Alla fine la polemica sulle nozze del fondatore di Amazon è una questione di soldi: voler stabilire come debbano essere usati quelli altrui, anziché essere liberi di decidere come usare i propri. Ma invece di chiedere che gli altri paghino di più, sarebbe prereribile voler pagare di meno noi
Pagare le tasse è la mia principale attività. In quanto dipendente statale, ho una ritenuta automatica mensile sullo stipendio, cui si aggiunge la tassazione calcolata sul cumulo dato dall’aggiunta di introiti extra, da versarsi in una rata a luglio, una ad agosto, una a settembre, una a ottobre, una a novembre e una a dicembre, quando verso anche l’acconto sui presunti guadagni dell’anno successivo – altro che stigmatizzare il gioco d’azzardo – dopo aver distribuito le varie mance sparse qua e là, dalla tassa sui rifiuti al bollo auto. Capirete che, con tutte queste spese, sono costretto a lavorare sempre di più, ottenendo il risultato di pagare ancora più tasse, oltre a ricavare un profondo senso di colpa dovuto alla sensazione che, se schiattassi e non potessi più versare un euro, a quanto pare l’Italia fallirebbe.

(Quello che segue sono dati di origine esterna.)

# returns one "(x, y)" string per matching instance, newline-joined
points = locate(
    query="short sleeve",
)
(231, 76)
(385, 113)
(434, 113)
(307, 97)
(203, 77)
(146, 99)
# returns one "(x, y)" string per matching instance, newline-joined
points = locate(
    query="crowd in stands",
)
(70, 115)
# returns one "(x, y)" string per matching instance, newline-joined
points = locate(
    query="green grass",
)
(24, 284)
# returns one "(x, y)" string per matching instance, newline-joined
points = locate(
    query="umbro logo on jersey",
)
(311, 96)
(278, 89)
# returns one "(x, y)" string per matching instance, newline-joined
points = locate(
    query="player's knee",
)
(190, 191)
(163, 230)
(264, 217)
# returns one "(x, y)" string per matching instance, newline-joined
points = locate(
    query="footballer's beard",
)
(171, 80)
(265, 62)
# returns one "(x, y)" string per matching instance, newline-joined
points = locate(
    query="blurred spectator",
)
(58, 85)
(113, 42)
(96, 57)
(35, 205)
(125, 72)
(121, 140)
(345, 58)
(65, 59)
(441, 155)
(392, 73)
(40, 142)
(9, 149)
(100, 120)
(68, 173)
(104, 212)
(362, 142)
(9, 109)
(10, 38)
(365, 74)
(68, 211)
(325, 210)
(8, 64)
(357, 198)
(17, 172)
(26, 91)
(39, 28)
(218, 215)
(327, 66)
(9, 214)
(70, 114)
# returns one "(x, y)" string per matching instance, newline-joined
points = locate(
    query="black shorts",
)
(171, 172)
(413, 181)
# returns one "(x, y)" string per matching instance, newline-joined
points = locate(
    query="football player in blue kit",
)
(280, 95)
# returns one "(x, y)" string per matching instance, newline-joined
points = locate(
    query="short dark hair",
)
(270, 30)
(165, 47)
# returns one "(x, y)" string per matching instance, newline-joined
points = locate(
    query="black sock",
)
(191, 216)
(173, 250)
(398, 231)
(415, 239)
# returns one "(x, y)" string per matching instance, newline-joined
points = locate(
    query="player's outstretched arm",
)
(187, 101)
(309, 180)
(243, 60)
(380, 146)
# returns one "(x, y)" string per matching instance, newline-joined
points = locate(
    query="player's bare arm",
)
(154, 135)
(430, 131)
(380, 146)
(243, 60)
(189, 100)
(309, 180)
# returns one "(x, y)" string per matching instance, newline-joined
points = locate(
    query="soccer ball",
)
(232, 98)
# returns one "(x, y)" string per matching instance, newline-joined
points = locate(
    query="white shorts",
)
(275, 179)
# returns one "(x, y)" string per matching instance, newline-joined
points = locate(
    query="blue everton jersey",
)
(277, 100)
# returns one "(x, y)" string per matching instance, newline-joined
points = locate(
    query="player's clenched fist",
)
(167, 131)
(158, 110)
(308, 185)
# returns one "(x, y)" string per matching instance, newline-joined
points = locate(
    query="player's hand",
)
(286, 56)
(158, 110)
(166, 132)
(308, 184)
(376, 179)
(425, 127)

Compiango la mia commercialista, alla quale arreco tutto questo disturbo, nonché i produttori di calcolatrici, che consumo in quantità nel tentativo di capire se davvero quella somma così alta sia il risultato esatto (lo è sempre).

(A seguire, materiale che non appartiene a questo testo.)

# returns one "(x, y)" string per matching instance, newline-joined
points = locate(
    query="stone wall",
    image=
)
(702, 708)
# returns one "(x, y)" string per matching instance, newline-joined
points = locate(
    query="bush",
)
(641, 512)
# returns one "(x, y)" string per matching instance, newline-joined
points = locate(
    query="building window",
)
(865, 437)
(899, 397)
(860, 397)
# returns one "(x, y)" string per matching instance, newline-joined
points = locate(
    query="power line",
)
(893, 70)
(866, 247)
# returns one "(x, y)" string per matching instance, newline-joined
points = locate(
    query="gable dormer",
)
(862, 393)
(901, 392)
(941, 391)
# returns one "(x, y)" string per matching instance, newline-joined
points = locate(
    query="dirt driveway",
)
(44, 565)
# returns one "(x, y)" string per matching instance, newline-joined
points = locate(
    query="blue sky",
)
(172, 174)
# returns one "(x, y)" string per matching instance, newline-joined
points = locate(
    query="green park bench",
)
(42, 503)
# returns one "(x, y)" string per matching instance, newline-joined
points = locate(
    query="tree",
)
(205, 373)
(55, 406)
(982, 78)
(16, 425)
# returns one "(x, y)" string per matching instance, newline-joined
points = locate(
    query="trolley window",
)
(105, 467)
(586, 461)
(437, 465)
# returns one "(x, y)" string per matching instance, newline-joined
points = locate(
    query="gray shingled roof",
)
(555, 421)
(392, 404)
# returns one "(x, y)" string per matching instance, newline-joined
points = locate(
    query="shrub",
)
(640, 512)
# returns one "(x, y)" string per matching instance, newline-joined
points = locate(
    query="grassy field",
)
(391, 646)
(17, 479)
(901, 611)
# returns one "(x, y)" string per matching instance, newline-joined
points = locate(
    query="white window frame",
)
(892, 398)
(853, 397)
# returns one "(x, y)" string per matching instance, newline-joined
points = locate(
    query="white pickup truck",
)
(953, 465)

Questa triste premessa è doverosa per spiegare come mai, finalmente, ieri ho capito perché proprio non riesco ad appassionarmi alla vicenda del matrimonio di Jeff Bezos. Quando i manifestanti hanno esposto il megastriscione che protestava “Se vuoi sposarti a Venezia, paga più tasse”, ho capito che come sempre era questione di soldi: ossia voler stabilire come debbano essere usati quelli altrui, anziché voler essere liberi di decidere come usare i propri. Non essendo masochista, io non voglio sposarmi, tanto meno a Venezia; non essendo sadico, non voglio nemmeno che gli altri paghino più tasse. Vorrei soltanto pagarne un po’ meno io.